When combining QFN-G-IT and IP-10 assays, positive results improved significantly from 38.3% in QFN-G-IT and 33.9% in IP-10 to 41.3%. Age and type of contact were significant risk factors associated with positive QFN-G-IT and IP-10 results. IP-10 levels after antigen-specific stimulation were significantly higher in comparison to IFN-γ levels. Correlation between the three assays was good (κ = 0.717-0.783).
IP-10 cytokine is expressed in response to TB specific-antigens used in QFN-G-IT. In conclusion, the use of IFN-γ T-cell based assays in combination with an additional IP-10 assay detection could be useful for diagnosing active TB and LTBI in children.
γ干扰素检测在儿童中表现不佳。

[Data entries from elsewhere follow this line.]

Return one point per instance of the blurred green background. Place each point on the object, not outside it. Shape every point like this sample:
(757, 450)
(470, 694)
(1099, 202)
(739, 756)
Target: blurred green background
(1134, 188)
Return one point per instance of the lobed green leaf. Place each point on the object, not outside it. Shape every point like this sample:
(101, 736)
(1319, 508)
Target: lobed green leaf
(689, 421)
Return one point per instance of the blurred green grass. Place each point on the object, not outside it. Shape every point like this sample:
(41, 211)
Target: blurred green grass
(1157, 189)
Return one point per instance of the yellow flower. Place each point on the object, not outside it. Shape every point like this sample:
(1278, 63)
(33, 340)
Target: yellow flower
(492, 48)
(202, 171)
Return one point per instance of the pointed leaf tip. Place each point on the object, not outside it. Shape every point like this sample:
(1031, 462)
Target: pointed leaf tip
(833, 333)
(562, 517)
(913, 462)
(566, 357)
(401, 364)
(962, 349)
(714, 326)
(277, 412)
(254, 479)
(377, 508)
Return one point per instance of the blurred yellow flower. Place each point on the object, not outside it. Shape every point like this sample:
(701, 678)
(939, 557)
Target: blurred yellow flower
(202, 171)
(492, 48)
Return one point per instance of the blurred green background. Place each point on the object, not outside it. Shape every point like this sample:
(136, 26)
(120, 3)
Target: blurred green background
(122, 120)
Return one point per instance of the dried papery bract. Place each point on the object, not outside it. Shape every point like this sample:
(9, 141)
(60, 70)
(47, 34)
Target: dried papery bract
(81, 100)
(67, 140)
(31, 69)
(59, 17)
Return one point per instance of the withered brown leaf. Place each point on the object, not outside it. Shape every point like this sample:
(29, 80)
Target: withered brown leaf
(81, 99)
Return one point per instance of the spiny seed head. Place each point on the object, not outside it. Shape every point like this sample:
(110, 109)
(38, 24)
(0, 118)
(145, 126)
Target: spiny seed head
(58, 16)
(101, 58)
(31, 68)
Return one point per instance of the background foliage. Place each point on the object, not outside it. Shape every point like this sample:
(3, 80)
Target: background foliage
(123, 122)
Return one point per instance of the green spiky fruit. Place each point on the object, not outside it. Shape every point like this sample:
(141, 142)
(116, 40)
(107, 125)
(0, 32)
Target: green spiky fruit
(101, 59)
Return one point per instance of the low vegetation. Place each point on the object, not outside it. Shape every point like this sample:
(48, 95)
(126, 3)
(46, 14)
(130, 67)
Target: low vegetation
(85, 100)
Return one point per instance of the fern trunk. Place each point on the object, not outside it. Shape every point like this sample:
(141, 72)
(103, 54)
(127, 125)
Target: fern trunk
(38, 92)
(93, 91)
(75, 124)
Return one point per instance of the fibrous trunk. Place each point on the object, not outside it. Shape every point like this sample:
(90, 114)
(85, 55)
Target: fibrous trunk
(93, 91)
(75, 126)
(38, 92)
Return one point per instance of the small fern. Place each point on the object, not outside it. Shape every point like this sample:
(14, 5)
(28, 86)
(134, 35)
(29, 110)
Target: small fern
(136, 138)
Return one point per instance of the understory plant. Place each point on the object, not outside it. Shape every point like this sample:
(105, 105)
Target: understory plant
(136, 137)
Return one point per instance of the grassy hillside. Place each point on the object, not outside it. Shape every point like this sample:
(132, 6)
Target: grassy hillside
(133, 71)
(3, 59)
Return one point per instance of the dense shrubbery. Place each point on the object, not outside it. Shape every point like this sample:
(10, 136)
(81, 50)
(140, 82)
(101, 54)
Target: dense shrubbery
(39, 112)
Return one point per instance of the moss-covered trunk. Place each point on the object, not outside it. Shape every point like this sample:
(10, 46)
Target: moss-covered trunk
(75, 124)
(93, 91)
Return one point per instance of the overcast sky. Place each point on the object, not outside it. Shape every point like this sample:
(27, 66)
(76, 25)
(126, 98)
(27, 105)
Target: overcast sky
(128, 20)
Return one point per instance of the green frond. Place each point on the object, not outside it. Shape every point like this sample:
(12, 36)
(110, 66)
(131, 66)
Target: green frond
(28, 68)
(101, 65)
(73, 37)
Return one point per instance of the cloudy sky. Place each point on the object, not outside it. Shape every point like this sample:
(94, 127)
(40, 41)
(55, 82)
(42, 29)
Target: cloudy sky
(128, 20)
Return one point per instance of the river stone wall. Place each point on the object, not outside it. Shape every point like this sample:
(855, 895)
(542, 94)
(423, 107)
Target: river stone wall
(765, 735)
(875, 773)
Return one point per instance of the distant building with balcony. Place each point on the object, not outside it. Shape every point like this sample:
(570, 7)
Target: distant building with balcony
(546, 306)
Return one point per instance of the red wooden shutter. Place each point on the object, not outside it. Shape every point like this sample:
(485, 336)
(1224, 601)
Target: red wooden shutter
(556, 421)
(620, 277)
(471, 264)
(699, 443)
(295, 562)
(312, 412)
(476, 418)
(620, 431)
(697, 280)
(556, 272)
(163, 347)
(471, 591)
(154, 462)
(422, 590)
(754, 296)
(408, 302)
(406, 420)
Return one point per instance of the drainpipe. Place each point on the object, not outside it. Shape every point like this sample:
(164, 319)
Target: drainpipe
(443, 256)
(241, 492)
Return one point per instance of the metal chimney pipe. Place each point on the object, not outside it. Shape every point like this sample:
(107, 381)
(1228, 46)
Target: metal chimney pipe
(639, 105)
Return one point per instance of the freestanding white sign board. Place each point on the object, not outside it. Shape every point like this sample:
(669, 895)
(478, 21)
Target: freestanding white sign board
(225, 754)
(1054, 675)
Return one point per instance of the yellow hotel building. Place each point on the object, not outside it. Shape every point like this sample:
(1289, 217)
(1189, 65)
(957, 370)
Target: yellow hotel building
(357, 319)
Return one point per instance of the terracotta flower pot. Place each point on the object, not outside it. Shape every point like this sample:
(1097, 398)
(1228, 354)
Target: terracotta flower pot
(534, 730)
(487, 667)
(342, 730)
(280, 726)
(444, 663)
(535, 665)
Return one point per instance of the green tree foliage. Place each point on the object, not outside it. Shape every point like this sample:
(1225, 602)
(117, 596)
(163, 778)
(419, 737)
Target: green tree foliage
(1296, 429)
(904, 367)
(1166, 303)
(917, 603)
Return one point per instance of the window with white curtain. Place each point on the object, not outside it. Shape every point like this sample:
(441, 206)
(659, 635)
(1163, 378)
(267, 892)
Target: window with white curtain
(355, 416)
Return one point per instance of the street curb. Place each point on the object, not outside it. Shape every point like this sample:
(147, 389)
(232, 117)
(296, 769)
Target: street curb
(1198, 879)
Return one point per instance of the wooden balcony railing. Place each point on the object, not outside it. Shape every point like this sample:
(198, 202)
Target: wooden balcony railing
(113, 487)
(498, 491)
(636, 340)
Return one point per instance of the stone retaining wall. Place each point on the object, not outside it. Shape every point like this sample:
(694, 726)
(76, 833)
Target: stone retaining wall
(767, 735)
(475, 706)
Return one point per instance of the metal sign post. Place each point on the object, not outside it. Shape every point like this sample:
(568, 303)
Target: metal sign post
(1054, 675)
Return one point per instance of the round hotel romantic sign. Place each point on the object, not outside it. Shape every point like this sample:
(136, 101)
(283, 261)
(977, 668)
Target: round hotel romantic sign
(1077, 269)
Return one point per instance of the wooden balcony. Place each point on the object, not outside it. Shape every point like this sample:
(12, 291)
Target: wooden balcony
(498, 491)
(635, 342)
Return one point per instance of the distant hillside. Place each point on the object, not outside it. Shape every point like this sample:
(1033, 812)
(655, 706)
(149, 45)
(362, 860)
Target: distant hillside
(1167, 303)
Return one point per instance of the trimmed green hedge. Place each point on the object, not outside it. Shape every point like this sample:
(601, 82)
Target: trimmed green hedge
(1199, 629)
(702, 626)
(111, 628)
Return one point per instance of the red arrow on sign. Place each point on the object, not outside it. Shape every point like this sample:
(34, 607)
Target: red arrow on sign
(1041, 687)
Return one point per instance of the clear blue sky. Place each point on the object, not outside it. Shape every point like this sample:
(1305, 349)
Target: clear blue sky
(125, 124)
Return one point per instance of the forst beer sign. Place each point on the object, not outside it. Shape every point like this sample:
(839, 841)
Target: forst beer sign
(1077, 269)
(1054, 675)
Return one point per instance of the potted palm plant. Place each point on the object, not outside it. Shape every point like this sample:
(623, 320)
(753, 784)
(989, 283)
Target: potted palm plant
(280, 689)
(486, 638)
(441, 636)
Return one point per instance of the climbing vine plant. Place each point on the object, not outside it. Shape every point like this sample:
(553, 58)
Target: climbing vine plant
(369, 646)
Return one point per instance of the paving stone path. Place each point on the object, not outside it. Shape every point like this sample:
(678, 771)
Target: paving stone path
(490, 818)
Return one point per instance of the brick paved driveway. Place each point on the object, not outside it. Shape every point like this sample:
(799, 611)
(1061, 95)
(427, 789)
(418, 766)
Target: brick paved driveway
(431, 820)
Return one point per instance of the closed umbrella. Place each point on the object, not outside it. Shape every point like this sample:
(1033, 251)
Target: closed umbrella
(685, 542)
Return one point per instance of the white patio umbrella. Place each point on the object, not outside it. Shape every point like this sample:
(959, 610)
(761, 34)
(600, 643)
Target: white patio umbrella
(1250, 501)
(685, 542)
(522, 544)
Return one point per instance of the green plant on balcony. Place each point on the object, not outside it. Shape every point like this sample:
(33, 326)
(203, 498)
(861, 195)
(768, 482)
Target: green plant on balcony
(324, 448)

因此,我们研究了 IP-10 在儿童活动性结核病(TB)和潜伏性结核感染(LTBI)诊断中的应用价值;并将其阳性率与 QuantiFERON-TB Gold In-Tube(QFN-G-IT)和 T-SPOT.TB 进行比较。
我们研究了三组共 230 名儿童:活动性 TB、筛查(在学校或由儿科医生筛查无已知活动性 TB 接触史的健康儿童)和接触者追踪研究。通过 QFN-G-IT 和 T-SPOT.TB 检测 IFN-γ 释放。通过 ELISA 检测 QFN-G-IT 上清液中的 IP-10。
当将 QFN-G-IT 和 IP-10 检测联合使用时,阳性结果从 QFN-G-IT 的 38.3%和 IP-10 的 33.9%显著提高到 41.3%。年龄和接触类型是与 QFN-G-IT 和 IP-10 阳性结果相关的显著危险因素。与 IFN-γ 水平相比,抗原特异性刺激后 IP-10 水平显著升高。三种检测方法之间的相关性良好(κ=0.717-0.783)。
IP-10 细胞因子是在 QFN-G-IT 中使用的 TB 特异性抗原刺激下表达的。总之,使用 IFN-γ T 细胞检测联合 IP-10 检测可能有助于诊断儿童活动性 TB 和 LTBI。